Elliott nodded at Ormack, who reached into a duffel bag. “I saved this one for you, McLanahan,” Ormack said, and presented him with the pilot’s control wheel. “It popped right off the Old Dog’s left control column. I didn’t have it cut off or anything. I guess the beast wanted you to have it.”
♦ ♦♦
Wendy hung up the telephone at the nurse’s station, turned to Patrick McLanahan sitting beside her.
“Everything okay at home?” McLanahan asked.
“Fine. They were relieved to hear from me. They hadn’t been able to get word-one out of the Air Force for the last two months.”
“My Mom was worried too,” McLanahan said. “I had a good excuse, though. Told her I was busy bombing Russia.”
“You didn’t—”
“Sure, why not?

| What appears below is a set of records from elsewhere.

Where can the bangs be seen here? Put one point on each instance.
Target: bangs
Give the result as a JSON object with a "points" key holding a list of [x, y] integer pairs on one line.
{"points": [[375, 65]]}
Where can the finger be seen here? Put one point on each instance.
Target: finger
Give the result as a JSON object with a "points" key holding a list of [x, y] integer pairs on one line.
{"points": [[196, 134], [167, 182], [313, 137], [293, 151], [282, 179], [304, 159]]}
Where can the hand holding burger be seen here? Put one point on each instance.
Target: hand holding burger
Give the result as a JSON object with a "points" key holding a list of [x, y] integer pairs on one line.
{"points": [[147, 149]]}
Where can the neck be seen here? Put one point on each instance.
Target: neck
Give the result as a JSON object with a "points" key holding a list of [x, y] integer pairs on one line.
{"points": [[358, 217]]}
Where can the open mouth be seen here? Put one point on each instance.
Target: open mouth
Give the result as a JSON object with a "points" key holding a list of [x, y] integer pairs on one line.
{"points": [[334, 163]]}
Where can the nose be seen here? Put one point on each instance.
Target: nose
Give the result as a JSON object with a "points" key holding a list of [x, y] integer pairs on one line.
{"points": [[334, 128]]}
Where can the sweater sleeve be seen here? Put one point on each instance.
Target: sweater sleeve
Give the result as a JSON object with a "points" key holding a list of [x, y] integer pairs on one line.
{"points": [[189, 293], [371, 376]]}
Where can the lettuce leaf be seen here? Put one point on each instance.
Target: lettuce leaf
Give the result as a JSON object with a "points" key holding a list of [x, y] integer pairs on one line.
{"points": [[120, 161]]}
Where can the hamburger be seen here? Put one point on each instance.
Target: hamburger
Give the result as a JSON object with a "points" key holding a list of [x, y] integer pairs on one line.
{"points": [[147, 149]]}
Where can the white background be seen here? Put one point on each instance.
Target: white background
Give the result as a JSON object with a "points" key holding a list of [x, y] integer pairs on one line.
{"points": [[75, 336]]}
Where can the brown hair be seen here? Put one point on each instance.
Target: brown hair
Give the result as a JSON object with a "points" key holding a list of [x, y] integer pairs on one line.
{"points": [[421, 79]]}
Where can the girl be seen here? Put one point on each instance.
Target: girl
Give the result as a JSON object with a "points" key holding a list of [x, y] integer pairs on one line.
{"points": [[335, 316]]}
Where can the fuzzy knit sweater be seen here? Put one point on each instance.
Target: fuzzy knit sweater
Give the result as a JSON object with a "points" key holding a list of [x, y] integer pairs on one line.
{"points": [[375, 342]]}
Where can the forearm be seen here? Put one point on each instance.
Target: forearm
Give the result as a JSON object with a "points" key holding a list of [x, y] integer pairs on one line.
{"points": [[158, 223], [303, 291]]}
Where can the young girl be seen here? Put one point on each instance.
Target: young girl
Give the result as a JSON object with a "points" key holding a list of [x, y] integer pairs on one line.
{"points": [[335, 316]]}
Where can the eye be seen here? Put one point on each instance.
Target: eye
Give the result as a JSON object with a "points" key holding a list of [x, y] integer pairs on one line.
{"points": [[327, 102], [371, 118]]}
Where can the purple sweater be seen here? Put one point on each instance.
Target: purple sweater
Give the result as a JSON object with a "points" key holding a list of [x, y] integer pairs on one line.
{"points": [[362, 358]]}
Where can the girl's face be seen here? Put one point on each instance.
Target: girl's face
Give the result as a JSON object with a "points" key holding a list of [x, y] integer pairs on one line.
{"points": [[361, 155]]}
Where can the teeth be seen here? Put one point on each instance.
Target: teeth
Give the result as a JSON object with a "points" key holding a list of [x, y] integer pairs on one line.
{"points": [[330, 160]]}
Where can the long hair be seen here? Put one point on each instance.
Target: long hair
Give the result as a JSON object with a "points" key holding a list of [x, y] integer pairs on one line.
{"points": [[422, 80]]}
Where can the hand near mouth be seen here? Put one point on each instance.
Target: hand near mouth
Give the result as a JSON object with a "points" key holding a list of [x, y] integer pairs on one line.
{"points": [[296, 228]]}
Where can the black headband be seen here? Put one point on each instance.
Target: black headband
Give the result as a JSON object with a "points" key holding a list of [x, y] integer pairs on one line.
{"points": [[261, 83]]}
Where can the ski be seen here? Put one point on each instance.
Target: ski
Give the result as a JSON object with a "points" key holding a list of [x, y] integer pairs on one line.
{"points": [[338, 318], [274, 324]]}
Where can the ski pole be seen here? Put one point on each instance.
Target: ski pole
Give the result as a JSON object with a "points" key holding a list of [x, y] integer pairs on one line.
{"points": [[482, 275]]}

She didn’t believe a word I said.”
Wendy smiled, then turned serious. “Pat. . . that girl, Catherine, you told me about. Did you call her too?”
“Yes. We had a long talk. Very long. I told her the truth. I told her I used to worry I wasn’t making a difference being in the Air Force, that what I was doing wasn’t adding up to anything. I said I didn’t feel that way anymore, that I was going to stay in. I think she understood. She wished me luck.”
“Oh, well, that’s good ... I guess ... And now you’re off to Dreamland next month.” She fidgeted with her hands. “I’m sure you’ll do . . . I’m glad things have worked out for you ...”
He stood up and looked down at her, into her eyes that raised to meet his. “Hey, it’s just a thought, but . . . well, you know, Elliott could use a good electronic warfare officer at Dreamland. And I’d like it if. . . oh, to hell with it,” and he put his arms around her and drew her to him. “I want you to come with me. I want us to be together. How about it?” Her arms tightened around him, and the kiss that followed gave him all the answer he needed.